Each card is a markdown section (### Title) with metadata:

### Binary Search on Answer Space
  • Priority: P1
  • Prompt: "Given items of various sizes and N recipients, find the largest
  • portion so everyone gets at least one. Approach?"
  • Answer: Binary search on the answer space [1, max(items)]. Feasibility
  • predicate: sum(item // size for item in items) >= recipients. Return hi.
  • Interrogate: When would two pointers beat this? What makes the predicate
  • monotonic?
  • When to reach for it: "Maximize/minimize a value subject to a feasibility
  • check" β€” binary search on the answer.
  • FSRS: d=5.50 s=8.20 reps=3 lapses=0 last=2026-03-11 next=2026-03-19
  • History: [2026-03-04 G=3(Good), 2026-03-09 G=1(Again), 2026-03-11 G=3(Good)]
  • FSRS fields:

  • d = difficulty [1–10] (lower is easier)
  • s = stability in days (β‰ˆ days until 90% recall probability)
  • reps = total reviews
  • lapses = times forgotten (rated Again)
  • last / next = last review date / scheduled next review
  • Rating scale:

  • 1 = "Didn't know it" (blanked or completely wrong)
  • 2 = "Struggled" (got there but with significant difficulty or errors)
  • 3 = "Got it" (recalled correctly with some effort)
  • 4 = "Nailed it" (instant, effortless recall)

  • Review Methodology

    Each review should cycle through multiple modes β€” not just recall:

    1. Recall β€” Explain the approach without looking (mental rehearsal) 2. Interrogate β€” Why this approach? Tradeoffs? What changes if requirements change? 3. Rewrite β€” Code/apply it cold, timed. Notice hesitations. 4. Retain β€” Revisit 48+ hours later. Can't reproduce cleanly? β†’ Rate Again (1).

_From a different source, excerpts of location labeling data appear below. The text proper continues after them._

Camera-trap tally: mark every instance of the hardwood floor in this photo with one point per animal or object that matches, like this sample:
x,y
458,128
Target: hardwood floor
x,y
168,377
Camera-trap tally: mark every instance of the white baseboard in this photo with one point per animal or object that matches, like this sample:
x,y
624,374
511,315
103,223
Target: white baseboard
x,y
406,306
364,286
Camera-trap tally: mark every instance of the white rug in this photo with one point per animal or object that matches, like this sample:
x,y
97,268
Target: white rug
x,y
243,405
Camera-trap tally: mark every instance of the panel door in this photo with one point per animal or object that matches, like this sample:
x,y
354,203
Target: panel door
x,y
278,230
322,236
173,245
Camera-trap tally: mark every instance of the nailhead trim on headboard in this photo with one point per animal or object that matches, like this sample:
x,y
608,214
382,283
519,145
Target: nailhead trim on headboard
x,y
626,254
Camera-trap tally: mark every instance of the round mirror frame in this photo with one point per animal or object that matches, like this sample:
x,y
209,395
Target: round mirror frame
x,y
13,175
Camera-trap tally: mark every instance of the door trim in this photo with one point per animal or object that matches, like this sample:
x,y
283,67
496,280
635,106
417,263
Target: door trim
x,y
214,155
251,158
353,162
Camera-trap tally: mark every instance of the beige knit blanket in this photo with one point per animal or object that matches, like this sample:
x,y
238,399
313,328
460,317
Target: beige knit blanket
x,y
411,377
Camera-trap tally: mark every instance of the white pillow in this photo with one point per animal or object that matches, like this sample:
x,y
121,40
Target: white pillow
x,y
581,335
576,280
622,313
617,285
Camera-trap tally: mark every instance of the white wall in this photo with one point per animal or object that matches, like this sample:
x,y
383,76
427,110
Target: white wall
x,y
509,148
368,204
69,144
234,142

    ❌ Skipping post-recall phases = 80% effort for 50% results.

    Priority guide:

  • P1: Fundamental, comes up everywhere. Review first.
  • P2: Common pattern, transferable. Review second.
  • P3: Good to know, niche. Skip if time-capped.

  • Scripts

    All scripts in scripts/ β€” pure Python 3.6+, no external dependencies.

    Check what's due

    python scripts/due_cards.py ~/my-cards.md
    python scripts/due_cards.py ~/my-cards.md --all        # include upcoming
    python scripts/due_cards.py ~/my-cards.md --date 2026-03-20  # plan ahead
    

    Submit a review

    python scripts/review.py ~/my-cards.md "Binary Search" 3
    

    Ratings: 1="Didn't know it" 2="Struggled" 3="Got it" 4="Nailed it"

    Run algorithm self-test

    python scripts/fsrs.py
    


    Handling User Requests

    "What's due today?" / "Show my queue"

    Run due_cards.py. Present P1 cards prominently.

    "I reviewed [card] β€” rated [X]"

    Run review.py. Show updated stability and next interval. If they forgot (Again), normalize it β€” it's data, not failure.

    "Add a new card for [topic]"

    Insert a new section in their card file. Do NOT add the FSRS line β€” it gets created automatically on first review.

    Template:

    ### [Title]
    
  • Priority: [P1/P2/P3]
  • Prompt: "[Question]"
  • Answer: [Key insight + approach]
  • Interrogate: [Tradeoffs? What if requirements change?]
  • When to reach for it: [Pattern/signal that triggers this approach]
  • Added: [date]
  • History: []
  • "How is my retention?" / "Stats"

    Parse card file and compute: strong cards (s>30d), struggling cards (lapses>0), 7-day review load forecast.


    Interpreting FSRS Numbers (Advanced)

    Most users don't need this β€” the system handles scheduling automatically. For the curious:

  • Stability (s): Days until ~90% recall. s=10 β†’ review in ~10 days.
  • Difficulty (d): 1=very easy, 10=very hard. Good cards converge to 3–6.
  • After "Didn't know it": Stability drops sharply (e.g., 20d β†’ 3d). Correct behavior.
  • After "Nailed it": Stability grows fast. Use sparingly β€” only for instant recall.
  • Key insight: At 90% retention target, interval β‰ˆ stability.
  • Algorithm Reference

    See references/fsrs-algorithm.md for full FSRS math, formulas, and default weights. Algorithm paper: Ye et al., "A Stochastic Shortest Path Algorithm for Optimizing Spaced Repetition Scheduling" (2024).